Malgré la retraite de Thierry Roland, on compte encore sur les services sports de France et les réalisateurs de TF1 pour nous présenter les plus beaux minois qu’ils trouveront dans les rues et en tribunes. On aura peut-être même droit à un sujet sur le tourisme sexuel. On nous dira bien sûr que c’est inadmissible de vendre son corps à des touristes anglais rouquins bourrés aux oreilles décollées, mais en tout cas, ça fait tourner le business. (Note aux lecteurs: ceci n’est pas une apologie de la prostitution.)

Le mystère des retombées économiques

Est-ce que ça vaut bien le coup de dépenser des milliards pour un tournoi de foot? C’est la question posée, à chaque Mondial, à chaque Euro, à chaque CAN, à chaque JO, été comme hiver, ou à chaque Coupe du monde de rugby... Surtout en temps de crise mon bon m’sieur, est-ce que ce n’est pas balancer de l’argent par les fenêtres?

Autant l'avouer tout de suite, on s'est penché sur la question cette année encore.
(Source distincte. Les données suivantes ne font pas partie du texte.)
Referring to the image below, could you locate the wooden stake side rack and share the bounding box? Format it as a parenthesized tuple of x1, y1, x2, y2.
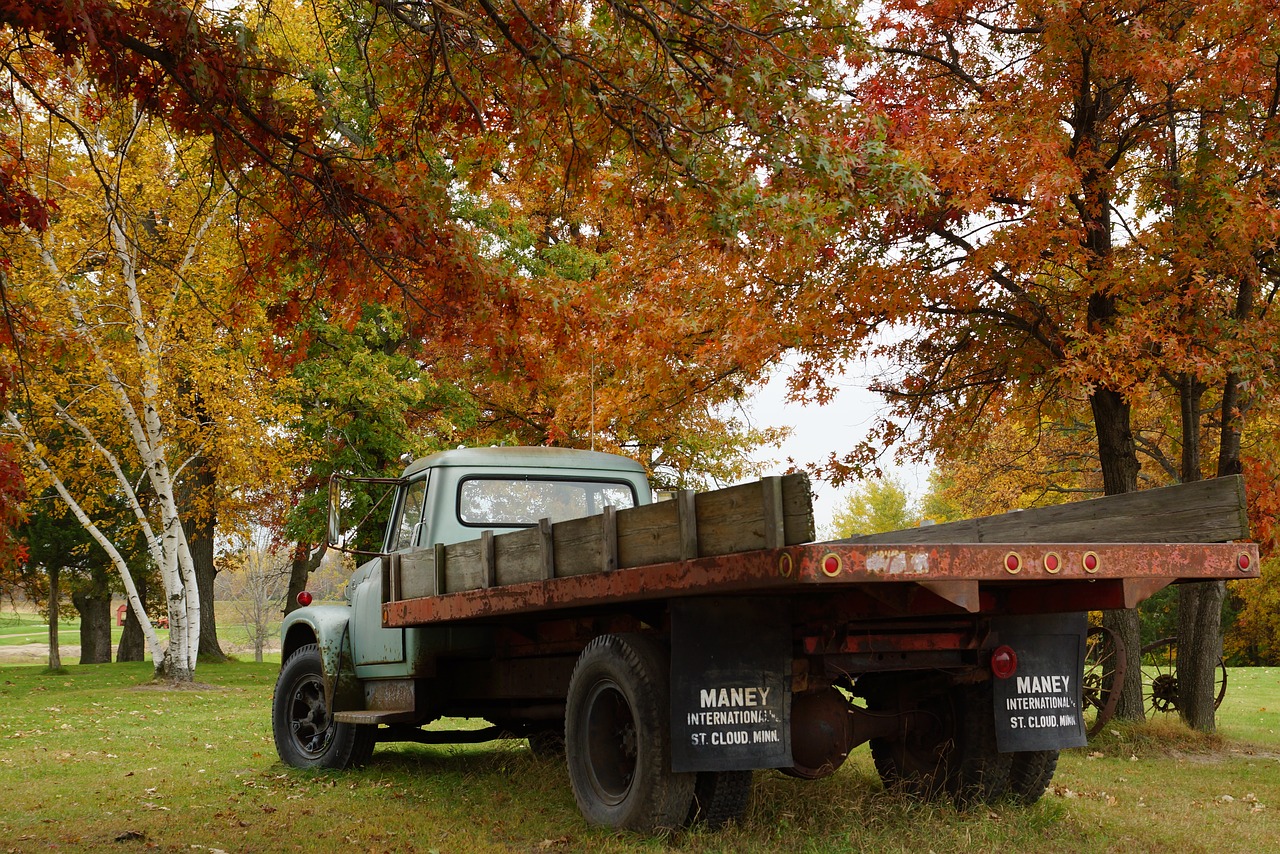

Selon la chanson habituelle des autorités, et leur bon créneau keynésien de la relance par la demande, évidemment non. On va la faire courte: la compétition est l’occasion d’investir dans les infrastructures (aéroport, rail, routes, stades à construire ou retaper, etc) et d’espérer des retombées directes (tourisme, rentrées fiscales) ou indirectes (image)... Si vous êtes l’Allemagne triomphante de 2006, que votre tournoi est un succès et que vous en profitez pour faire des stades ultra-modernes permettant d'asseoir votre championnat au sommet économique européen, alors là, ok, allez-y.

Sinon, l’expérience peut se révéler douloureuse si vous claquez votre budget comme des nouveaux riches. Les JO de Londres ne boosteront pas la croissance de l’Empire jubilatoire, pas plus que la dernière Coupe du monde ne l’a fait pour l’Afrique du Sud. On cherche encore le développement induit par la CAN 2010 en Angola et les échéances 2014-2016 ne semblent pas profiter à quiconque au Brésil, à part aux corrompus.

Pour un pays en difficulté, ce peut même être une balle tirée dans le pied (voir la Grèce et ses JO). Prenons ainsi l’exemple de l’Ukraine, qui partait de très loin pour satisfaire aux standards de l’UEFA, de bien plus loin encore que la Pologne en voie de convergence avec l’Ouest. Pour plaire à Platoche and co, les Ukrainiens ont injecté dix milliards d’euros dans la construction d’un nouveau terminal aéroportuaire à Kiev, des lignes de trains à grande vitesse entre quatre villes hôtes, des travaux autoroutiers et bien sûr, des nouveaux stades.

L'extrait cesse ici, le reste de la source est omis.